Isn’t that what we have policemen for – to preserve the peace? Something would be terribly wrong with our men in blue if the only people they can handle are 9-year-old boys.
Also, to ensure law and order, couldn’t there have been more uniformed policemen on scene, and less plainclothes personnel, such that the sight of them would deter crime?
Adding to the above, is Mr Shanmugam implying that there is a low risk of incidents at other non-religious events where music is played?
If so, he is sorely mistaken.
(4) And he ignores what sparked the “assault” on a policeman – the flooring of an Indian woman by police
From the video footage we’ve seen of the event, a woman is apparently struck by plain-clothes policemen and falls to the ground. This causes much anger, and subsequently, a more heated confrontation between the crowd and police.
Whether police officers did this intentionally or not, it was this use of force that heightened tensions.
Of course it’s unacceptable for police officers to be demeaned, or attacked. But to call the “assault” on police “gratuitous”, or “unprovoked” would be to sweep aside police responsibility for escalating the conflict.
As for the officer who was supposedly assaulted, there’s not footage seen so far of any policeman being viciously attacked, and news reports of the day say the officer was sent to hospital but declared in stable condition all in matter of hours.
The attacker is also charged for voluntarily causing hurt, and not grievous hurt.
A matter of playing up the word “assault”?
(5) Age-old incidents are brought up to justify an age-old law
Mr Shanmugam says the ban on music during religious processions was imposed in 1964, after riots. The police stick to their justification that there’s a 1973 law that bans this as well.
That’s about 2 generations of Singaporeans ago!
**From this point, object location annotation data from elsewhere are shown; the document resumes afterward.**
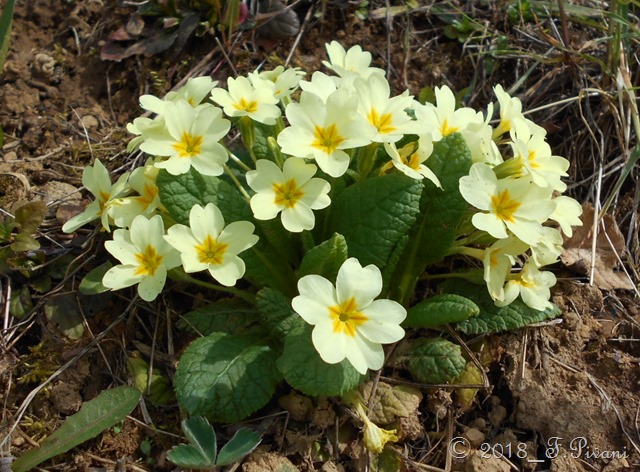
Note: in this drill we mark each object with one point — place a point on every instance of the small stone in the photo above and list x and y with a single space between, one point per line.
497 415
90 122
10 156
479 423
572 320
474 436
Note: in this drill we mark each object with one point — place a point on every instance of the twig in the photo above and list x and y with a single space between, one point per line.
27 401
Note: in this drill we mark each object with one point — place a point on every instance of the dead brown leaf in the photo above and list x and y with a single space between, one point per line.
610 244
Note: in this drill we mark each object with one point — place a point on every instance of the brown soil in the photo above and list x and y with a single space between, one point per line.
61 106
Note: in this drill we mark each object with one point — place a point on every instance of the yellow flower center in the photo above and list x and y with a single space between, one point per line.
381 122
414 161
189 145
532 160
287 194
327 139
148 261
211 251
346 317
446 129
244 105
504 206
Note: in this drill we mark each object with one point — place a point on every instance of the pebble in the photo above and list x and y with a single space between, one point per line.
10 156
90 122
474 436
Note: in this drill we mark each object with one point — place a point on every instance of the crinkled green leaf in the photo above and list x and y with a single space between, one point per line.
226 377
24 242
441 211
304 370
493 319
439 310
325 259
226 316
30 215
435 361
179 193
276 312
392 265
188 457
282 241
373 215
392 402
470 375
241 444
201 435
202 449
95 416
92 282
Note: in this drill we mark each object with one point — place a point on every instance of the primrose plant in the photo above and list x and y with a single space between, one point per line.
315 207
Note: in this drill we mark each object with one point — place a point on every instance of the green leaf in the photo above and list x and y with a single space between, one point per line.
95 416
493 319
92 282
24 242
226 316
202 450
179 193
439 310
241 444
201 436
226 377
435 361
325 259
441 211
304 370
260 147
188 457
277 312
30 215
5 30
373 215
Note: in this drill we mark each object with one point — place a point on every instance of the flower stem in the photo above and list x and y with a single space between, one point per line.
237 182
307 241
238 161
367 160
248 132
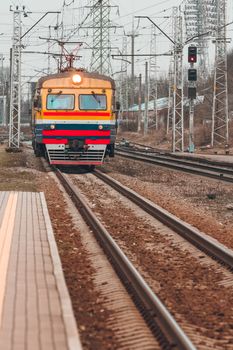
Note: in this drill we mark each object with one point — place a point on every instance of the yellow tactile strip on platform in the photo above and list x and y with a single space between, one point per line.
33 315
9 201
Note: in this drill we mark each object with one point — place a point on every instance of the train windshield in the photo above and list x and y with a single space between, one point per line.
60 101
93 102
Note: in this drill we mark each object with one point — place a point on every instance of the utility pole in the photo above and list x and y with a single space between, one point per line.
140 103
3 93
132 36
100 59
178 94
153 87
123 79
220 120
192 78
146 100
15 82
170 95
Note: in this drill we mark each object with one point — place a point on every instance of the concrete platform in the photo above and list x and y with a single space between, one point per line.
35 307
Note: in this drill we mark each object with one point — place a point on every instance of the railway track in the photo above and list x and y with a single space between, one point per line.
202 241
208 169
162 324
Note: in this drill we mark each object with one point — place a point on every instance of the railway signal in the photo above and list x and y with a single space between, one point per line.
192 92
192 54
192 74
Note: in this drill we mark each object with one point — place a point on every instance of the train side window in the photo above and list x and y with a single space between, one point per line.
37 102
93 102
60 101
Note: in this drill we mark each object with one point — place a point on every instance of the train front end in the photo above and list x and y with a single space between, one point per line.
74 121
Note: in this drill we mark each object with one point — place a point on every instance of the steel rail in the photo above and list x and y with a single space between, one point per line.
202 241
204 163
153 309
220 174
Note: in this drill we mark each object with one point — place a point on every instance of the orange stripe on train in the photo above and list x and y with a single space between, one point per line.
76 132
71 114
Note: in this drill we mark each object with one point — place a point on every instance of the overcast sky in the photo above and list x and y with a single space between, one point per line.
159 10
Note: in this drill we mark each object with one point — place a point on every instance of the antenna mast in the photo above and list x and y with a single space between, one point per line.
100 60
220 133
178 93
15 84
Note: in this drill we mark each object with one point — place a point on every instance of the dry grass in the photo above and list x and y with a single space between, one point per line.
14 174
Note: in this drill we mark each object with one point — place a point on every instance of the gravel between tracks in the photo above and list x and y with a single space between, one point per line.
196 290
184 195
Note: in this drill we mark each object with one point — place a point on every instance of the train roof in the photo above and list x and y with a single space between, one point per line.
70 71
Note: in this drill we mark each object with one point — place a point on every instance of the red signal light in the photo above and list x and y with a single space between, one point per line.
192 54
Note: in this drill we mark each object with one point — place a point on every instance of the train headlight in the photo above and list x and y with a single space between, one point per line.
76 78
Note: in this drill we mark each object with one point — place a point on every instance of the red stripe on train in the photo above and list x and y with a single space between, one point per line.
75 162
85 114
87 141
76 132
97 142
55 141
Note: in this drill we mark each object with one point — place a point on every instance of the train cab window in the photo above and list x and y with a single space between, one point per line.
60 101
93 102
37 102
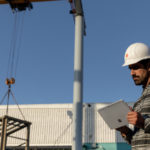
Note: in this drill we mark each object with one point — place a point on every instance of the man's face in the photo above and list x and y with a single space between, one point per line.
139 74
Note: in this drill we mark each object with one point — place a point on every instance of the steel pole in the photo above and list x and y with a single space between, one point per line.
78 84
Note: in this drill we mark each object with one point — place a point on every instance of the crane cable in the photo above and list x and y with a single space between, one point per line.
14 57
15 44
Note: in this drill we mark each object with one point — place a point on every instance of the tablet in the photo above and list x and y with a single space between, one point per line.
115 114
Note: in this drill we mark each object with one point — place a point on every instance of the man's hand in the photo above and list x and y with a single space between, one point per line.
124 130
136 119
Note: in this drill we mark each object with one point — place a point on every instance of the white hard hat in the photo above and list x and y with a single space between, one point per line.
135 53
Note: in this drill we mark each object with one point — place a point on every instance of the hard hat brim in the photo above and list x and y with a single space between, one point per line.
134 61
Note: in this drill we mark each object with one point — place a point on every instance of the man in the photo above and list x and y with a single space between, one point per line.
137 58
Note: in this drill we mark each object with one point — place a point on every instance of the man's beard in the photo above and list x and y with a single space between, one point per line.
139 81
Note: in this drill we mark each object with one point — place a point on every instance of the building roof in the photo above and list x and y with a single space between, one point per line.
52 124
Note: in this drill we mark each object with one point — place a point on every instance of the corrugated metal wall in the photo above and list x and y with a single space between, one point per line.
51 124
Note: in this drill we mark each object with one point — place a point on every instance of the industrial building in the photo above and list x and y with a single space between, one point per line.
51 128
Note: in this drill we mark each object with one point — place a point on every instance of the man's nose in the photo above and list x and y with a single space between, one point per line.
132 72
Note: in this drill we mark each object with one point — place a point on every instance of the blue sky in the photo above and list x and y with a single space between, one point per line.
45 69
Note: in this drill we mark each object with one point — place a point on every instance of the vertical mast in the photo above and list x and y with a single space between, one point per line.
78 78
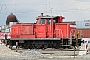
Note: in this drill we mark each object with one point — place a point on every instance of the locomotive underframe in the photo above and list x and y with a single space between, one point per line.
41 43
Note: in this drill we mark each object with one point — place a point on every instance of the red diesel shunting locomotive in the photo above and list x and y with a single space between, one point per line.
47 32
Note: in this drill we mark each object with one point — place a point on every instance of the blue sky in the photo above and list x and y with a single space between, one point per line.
28 10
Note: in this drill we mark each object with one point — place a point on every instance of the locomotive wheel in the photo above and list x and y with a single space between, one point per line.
10 47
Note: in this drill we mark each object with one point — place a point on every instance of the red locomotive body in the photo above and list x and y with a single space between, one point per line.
48 31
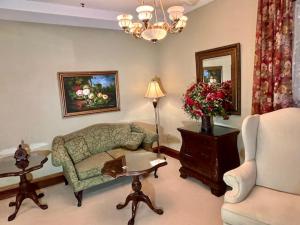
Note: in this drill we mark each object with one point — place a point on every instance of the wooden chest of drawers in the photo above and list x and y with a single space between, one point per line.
207 156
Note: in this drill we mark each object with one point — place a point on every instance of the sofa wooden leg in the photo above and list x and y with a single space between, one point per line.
78 196
66 181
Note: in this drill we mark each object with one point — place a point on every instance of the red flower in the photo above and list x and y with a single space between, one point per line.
211 97
189 101
220 94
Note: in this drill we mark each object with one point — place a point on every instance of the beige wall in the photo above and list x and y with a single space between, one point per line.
31 56
219 23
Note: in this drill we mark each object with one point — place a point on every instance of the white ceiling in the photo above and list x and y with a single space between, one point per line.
96 13
116 5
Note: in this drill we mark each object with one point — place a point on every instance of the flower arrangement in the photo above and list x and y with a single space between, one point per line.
208 99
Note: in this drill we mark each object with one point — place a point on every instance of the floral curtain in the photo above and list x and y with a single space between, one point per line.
296 59
272 82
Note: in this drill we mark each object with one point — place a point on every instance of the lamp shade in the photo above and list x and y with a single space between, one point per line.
154 90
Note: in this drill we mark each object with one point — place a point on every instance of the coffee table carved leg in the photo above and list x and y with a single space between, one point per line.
136 197
147 200
35 198
128 199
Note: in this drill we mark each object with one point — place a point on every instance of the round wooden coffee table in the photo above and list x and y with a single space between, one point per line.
9 167
135 165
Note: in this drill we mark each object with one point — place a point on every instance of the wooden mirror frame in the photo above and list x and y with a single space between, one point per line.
234 51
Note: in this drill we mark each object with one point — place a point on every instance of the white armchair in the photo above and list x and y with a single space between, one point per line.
266 187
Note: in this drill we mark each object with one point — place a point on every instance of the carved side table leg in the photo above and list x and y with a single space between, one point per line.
136 197
26 190
19 199
182 173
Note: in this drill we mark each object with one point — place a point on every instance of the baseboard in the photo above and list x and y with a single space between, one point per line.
42 182
168 151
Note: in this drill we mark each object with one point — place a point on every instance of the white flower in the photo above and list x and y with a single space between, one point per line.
86 86
79 93
86 91
91 96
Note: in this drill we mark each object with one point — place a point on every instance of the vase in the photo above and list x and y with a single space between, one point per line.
207 123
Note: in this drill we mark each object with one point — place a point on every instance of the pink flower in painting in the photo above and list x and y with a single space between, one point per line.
79 93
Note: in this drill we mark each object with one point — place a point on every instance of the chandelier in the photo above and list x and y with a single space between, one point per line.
150 27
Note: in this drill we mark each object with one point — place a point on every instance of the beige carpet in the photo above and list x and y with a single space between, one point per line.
185 202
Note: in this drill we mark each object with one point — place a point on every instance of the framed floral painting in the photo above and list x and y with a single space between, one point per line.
88 92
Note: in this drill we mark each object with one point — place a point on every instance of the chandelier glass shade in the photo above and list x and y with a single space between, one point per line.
149 27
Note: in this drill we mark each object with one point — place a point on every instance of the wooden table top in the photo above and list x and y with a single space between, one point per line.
133 164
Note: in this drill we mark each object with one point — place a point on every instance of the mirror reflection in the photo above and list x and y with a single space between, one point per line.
217 70
219 65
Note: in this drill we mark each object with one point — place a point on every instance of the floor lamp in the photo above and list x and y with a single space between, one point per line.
154 91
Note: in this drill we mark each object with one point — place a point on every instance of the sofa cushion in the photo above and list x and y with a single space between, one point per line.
115 153
105 137
133 140
264 206
92 166
149 136
77 149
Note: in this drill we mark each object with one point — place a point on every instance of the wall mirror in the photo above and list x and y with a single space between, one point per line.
221 64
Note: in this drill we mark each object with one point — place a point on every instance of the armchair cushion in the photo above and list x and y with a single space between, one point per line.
264 206
92 166
77 149
242 180
278 150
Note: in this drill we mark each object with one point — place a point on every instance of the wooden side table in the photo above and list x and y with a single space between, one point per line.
9 167
135 165
207 156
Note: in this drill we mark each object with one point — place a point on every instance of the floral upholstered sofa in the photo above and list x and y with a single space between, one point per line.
83 153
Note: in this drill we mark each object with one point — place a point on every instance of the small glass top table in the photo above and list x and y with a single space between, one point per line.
9 167
135 165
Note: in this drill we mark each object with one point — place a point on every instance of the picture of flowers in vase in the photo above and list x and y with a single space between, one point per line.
89 92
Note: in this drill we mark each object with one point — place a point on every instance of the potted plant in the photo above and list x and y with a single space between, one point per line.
206 100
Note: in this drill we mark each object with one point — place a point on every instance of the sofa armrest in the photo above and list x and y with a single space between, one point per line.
150 136
242 180
60 157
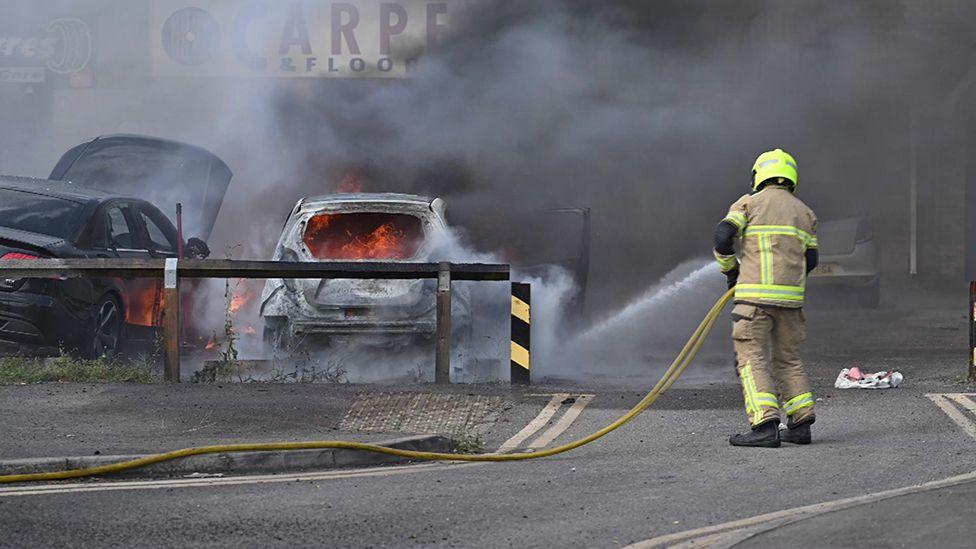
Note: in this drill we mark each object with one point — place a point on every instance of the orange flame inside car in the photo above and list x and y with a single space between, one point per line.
363 236
146 303
240 299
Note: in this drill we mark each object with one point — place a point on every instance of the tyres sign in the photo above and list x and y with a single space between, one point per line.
65 48
298 39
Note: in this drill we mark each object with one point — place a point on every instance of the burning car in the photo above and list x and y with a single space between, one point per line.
356 227
87 209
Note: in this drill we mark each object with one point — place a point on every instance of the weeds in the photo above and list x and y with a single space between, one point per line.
65 369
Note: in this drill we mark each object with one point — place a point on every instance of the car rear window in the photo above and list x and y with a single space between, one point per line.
36 213
363 236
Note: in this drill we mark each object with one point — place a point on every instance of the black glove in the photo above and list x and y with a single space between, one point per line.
196 249
732 277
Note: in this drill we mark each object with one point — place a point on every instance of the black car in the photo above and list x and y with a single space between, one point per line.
67 217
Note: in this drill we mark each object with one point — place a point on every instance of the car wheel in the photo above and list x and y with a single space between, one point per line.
105 333
870 297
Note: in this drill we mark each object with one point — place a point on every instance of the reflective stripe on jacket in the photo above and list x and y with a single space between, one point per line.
776 229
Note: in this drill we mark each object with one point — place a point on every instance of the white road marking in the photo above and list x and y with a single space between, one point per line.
69 488
528 431
533 426
564 422
963 400
961 419
724 535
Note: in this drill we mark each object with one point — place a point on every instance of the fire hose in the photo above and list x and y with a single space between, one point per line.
674 371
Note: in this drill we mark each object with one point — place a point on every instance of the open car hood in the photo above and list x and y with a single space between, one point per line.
157 170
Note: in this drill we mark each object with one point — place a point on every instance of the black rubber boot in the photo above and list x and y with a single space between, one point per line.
764 435
797 434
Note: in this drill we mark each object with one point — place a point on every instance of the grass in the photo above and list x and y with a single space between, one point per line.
65 369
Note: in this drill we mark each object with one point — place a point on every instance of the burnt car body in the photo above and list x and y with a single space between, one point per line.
94 206
354 227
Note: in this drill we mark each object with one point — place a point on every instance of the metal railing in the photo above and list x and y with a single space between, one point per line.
172 271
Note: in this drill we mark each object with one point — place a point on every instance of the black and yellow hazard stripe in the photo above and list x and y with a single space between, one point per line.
521 332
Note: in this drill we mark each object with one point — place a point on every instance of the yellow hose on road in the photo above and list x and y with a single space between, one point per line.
678 366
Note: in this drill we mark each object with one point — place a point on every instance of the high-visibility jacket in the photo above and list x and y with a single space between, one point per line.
775 229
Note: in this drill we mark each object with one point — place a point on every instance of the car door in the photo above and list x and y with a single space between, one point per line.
121 235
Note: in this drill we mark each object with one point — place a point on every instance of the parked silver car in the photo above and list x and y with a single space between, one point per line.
355 227
848 259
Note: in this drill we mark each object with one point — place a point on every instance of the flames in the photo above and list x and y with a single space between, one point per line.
362 236
146 303
240 297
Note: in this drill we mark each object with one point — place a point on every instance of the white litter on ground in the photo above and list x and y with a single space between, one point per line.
852 378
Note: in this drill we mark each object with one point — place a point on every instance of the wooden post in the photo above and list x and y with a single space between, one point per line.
442 361
171 321
972 332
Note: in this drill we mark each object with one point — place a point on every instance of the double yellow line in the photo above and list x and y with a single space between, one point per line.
678 366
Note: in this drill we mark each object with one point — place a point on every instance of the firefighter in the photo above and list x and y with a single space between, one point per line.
778 248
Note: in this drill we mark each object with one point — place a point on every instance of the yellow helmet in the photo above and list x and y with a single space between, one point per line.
771 164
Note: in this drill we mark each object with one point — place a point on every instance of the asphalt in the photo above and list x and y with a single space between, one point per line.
938 517
669 471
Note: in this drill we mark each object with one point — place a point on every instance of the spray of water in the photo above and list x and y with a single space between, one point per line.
641 338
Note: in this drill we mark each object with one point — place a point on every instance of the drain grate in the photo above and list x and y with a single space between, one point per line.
421 413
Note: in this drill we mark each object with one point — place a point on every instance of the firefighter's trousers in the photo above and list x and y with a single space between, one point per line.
767 343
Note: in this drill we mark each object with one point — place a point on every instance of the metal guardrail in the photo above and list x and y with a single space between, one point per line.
172 270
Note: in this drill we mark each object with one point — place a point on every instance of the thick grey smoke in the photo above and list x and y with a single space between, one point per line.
650 113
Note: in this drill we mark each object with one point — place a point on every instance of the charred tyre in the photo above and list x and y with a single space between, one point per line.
106 329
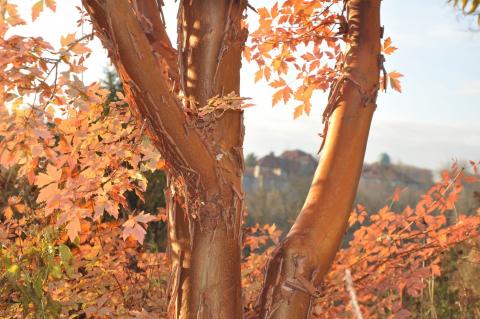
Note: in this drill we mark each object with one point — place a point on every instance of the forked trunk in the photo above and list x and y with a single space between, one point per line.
202 146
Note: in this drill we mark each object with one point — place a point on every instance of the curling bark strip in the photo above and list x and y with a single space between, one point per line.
205 161
210 44
149 92
299 264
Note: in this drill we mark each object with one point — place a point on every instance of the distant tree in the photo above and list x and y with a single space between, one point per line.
384 159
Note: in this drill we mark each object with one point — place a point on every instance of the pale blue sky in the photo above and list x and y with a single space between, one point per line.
434 120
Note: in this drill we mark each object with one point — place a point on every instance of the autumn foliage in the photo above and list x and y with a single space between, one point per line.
70 241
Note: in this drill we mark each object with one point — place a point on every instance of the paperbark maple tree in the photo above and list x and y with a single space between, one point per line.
203 150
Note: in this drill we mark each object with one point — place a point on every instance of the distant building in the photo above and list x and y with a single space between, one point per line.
272 170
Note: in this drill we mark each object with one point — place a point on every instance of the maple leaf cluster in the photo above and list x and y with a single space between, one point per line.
298 47
392 255
79 154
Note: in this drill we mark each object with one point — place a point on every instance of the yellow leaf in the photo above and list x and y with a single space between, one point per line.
51 4
67 40
52 175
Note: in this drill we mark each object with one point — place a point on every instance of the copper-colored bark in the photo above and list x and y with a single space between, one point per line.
303 258
204 155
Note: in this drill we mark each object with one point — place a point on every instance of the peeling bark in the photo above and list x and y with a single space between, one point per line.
204 155
210 45
300 262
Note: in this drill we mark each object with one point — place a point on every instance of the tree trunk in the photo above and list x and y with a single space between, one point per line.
203 153
300 262
204 156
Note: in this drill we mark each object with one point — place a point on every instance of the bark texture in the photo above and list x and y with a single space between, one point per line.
300 262
203 153
168 90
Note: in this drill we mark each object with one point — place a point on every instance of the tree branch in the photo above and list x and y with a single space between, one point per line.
307 252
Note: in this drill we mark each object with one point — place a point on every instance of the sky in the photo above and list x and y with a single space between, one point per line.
432 122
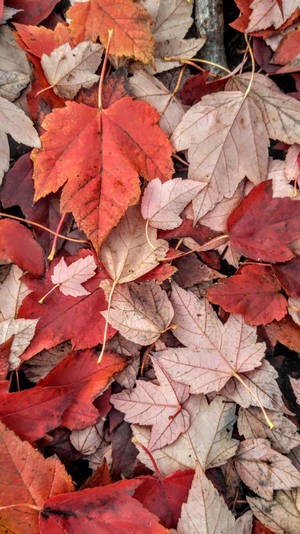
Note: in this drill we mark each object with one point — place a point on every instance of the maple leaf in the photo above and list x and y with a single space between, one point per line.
215 352
18 246
99 509
269 469
262 382
296 388
126 253
263 227
164 496
15 123
69 278
159 406
34 412
280 514
140 312
64 317
101 155
67 70
253 292
15 69
149 89
129 21
283 437
27 477
211 447
214 133
280 112
81 373
30 11
205 511
163 203
270 13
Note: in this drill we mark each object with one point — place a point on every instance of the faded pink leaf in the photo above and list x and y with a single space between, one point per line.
210 447
291 163
262 382
282 514
280 112
205 511
70 277
219 133
263 469
126 253
267 13
139 311
215 352
159 406
296 388
163 203
283 437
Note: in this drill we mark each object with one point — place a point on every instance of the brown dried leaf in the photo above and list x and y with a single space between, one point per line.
140 312
219 132
156 405
68 70
263 469
211 447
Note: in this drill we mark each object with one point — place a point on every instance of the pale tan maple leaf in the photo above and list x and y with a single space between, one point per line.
69 278
208 441
219 133
159 406
68 70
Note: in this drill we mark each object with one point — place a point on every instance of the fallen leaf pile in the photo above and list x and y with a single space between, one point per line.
150 271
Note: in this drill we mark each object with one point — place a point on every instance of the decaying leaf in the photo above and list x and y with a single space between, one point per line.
70 278
215 352
263 469
281 514
126 253
208 441
205 511
218 134
163 203
140 312
67 70
156 406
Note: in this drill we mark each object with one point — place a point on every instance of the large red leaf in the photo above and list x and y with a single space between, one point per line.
262 227
288 275
164 496
129 21
99 510
63 318
18 246
27 478
99 158
32 12
254 292
82 372
34 412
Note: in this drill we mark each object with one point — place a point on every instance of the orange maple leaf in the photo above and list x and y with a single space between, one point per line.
99 155
129 21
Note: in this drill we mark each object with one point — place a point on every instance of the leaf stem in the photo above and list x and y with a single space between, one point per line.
156 469
100 88
107 320
252 66
48 293
28 221
147 236
186 60
53 249
239 378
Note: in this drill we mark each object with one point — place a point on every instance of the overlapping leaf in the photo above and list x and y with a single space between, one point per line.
99 160
158 406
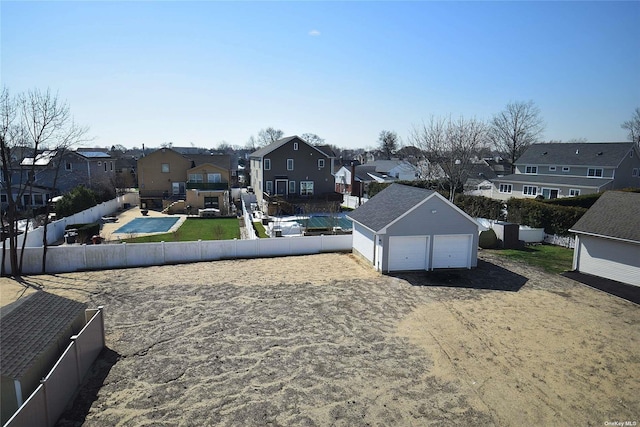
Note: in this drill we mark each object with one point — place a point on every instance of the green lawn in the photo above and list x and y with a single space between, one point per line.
197 229
553 259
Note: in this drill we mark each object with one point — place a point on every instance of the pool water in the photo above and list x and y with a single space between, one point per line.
148 225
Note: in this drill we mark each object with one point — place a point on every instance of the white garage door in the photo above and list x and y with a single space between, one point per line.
452 251
408 253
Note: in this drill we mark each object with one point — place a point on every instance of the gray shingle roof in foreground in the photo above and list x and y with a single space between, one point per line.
31 328
388 205
615 214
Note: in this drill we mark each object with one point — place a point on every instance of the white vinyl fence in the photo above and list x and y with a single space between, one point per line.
48 401
55 229
70 258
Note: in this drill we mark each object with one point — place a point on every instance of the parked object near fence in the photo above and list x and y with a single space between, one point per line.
38 382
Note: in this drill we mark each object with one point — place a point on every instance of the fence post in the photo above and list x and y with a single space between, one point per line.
74 341
43 381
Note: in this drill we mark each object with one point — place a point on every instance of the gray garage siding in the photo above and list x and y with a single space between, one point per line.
611 259
422 221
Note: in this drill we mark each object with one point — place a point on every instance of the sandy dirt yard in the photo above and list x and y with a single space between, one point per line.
324 340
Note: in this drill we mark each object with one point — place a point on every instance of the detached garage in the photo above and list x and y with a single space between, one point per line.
407 228
608 238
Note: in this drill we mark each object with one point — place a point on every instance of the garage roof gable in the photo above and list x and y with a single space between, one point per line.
394 203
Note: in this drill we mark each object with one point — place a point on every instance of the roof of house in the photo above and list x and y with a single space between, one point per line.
577 181
616 214
269 148
576 154
393 202
324 149
32 327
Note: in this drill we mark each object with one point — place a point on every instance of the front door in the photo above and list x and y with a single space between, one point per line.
281 187
549 193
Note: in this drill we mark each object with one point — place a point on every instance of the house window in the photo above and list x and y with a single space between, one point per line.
306 188
505 188
196 177
211 202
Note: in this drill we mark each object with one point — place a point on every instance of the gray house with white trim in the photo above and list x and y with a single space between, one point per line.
406 228
608 238
571 169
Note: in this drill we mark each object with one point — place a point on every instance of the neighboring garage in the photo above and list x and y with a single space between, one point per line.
608 238
407 228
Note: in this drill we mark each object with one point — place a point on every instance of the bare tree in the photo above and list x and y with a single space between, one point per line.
32 123
268 136
633 126
515 128
312 138
389 143
451 146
As we celebrate Singapore’s achievements in SG50, surely Singaporeans have come a long way since then?
Bringing up such archaic rules simply appears as though the government is struggling very hard to justify its actions, like squeezing water from a stone.
Remember our pledge, Mr Shanmugam, and what the five stars on our state flag stand for.
It is the government this time, and not the people, that is unpicking the social fabric we Singaporeans have woven as “one united people, regardless of race, language or religion”.
This story isn’t an attack on different religious beliefs in Singapore. Rather, it’s calling for the government to appreciate this multitude of religious beliefs, and to actively take care of all in Singapore so they can freely practise their religious beliefs without fear of authoritarian reprisals.